It was a cataclysmic event that underscored the enormous scale and terrible randomness of space: a comet, a planet and a spectacular collision that left Jupiter nursing a dark bruise roughly the size of the Earth.
The planet is thought to have been struck by a comet or asteroid — up to 2km in diameter — that vaporized on impact, creating huge waves in the gas giant’s wispy surface.
The event only came to light when an Australian amateur astronomer noticed a dark smear on the planet’s southern hemisphere while taking photographs through a telescope in his backyard.
Anthony Wesley, 44, a computer programmer who lives in a small town outside the capital, Canberra, had been spending a quiet night stargazing on Sunday, though he admits he almost took his eye off the ball at the crucial moment.
“I’m a keen golf watcher and unfortunately we [Australia] were being hammered in the cricket,” Wesley said. “I was imaging Jupiter until about midnight and seriously thought about packing up and going back to the house to watch the golf and the cricket.”
“In the end I decided to just take a break and I went back to the house to watch Tom Watson almost make history [at the Open golf]. I came back down half an hour later and I could see this black mark had turned into view,” he said.
Wesley tipped off NASA, and images taken by the US space agency’s infrared telescope in Hawaii confirmed a scar in the atmosphere near the planet’s south pole.
Leigh Fletcher, a planetary scientist at NASA’s jet propulsion laboratory in California, received the first images from the telescope shortly after 3am on Monday.
“We saw this impact scar with our first observation. It’s the most exciting thing I’ve seen in observing these outer planets,” he said.
The images revealed an extremely bright smear on Jupiter’s surface, caused by sunlight reflecting off layers of particles and gas whipped up by the impact.
“It’s like throwing a stone into a pond. The hole vanishes very quickly, but you see this splashback of material,” Fletcher said.
The scar is expected to last for around a week before high-speed winds smear it out across the surface.
Jupiter is the biggest planet in the solar system and more than 1,300 times larger than Earth. Its outer layer is hydrogen and helium, but the interior is extremely hot and dense. Planetary scientists suspect it may even have a solid core.
The closest the planet gets to Earth is 587 million kilometers and for an impact to be visible at such distance means it must have been a cataclysmic event.
“If this had happened on Earth it would be disastrous to say the least,” Fletcher said.
Millions of meteorites pass through the Earth’s atmosphere every day. Most are small and burn up as they streak across the sky, but scientists estimate tens of thousands fall to ground each year. The risk of a larger object striking Earth is almost impossible to quantify, scientists say.
Space agencies monitor the inner solar system for bodies that may present a threat, but such objects are not tracked in the farther reaches of space.
Scientists suspect they will never know the exact size and speed of the object that collided with Jupiter because it was destroyed on impact.
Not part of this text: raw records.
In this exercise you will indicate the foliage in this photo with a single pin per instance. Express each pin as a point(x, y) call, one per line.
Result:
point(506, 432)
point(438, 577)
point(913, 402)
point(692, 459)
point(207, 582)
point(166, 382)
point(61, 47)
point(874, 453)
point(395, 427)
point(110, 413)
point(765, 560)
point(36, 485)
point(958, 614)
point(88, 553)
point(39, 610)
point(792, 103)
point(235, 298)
One theory is that the planet was hit by one of the many icy bodies that swirl around it.
NASA is investigating how to use the collision to understand more about the planet. One idea is to watch how gases churned up by the impact spread in the next few days. That could reveal details about the planet’s meteorology and the high-altitude jetstreams that separate the stripes visible on Jupiter’s surface.
The discovery was made on the 40th anniversary of the Apollo 11 moon landing and the 15th anniversary of comet Shoemaker-Levy 9 colliding with Jupiter.
Wesley recorded the discovery in his observation log: “I noticed a dark spot rotating into view in Jupiter’s south polar region [and] started to get curious,” he said. “My next thought was that it must be either a dark moon ... or a moon shadow, but it was in the wrong place and the wrong size.”
“By two o’clock I’d come back up to the house and was sending alerts to all the people I could think of that should be looking at this and especially the professional astronomers with specialized instruments for measuring this,” he said.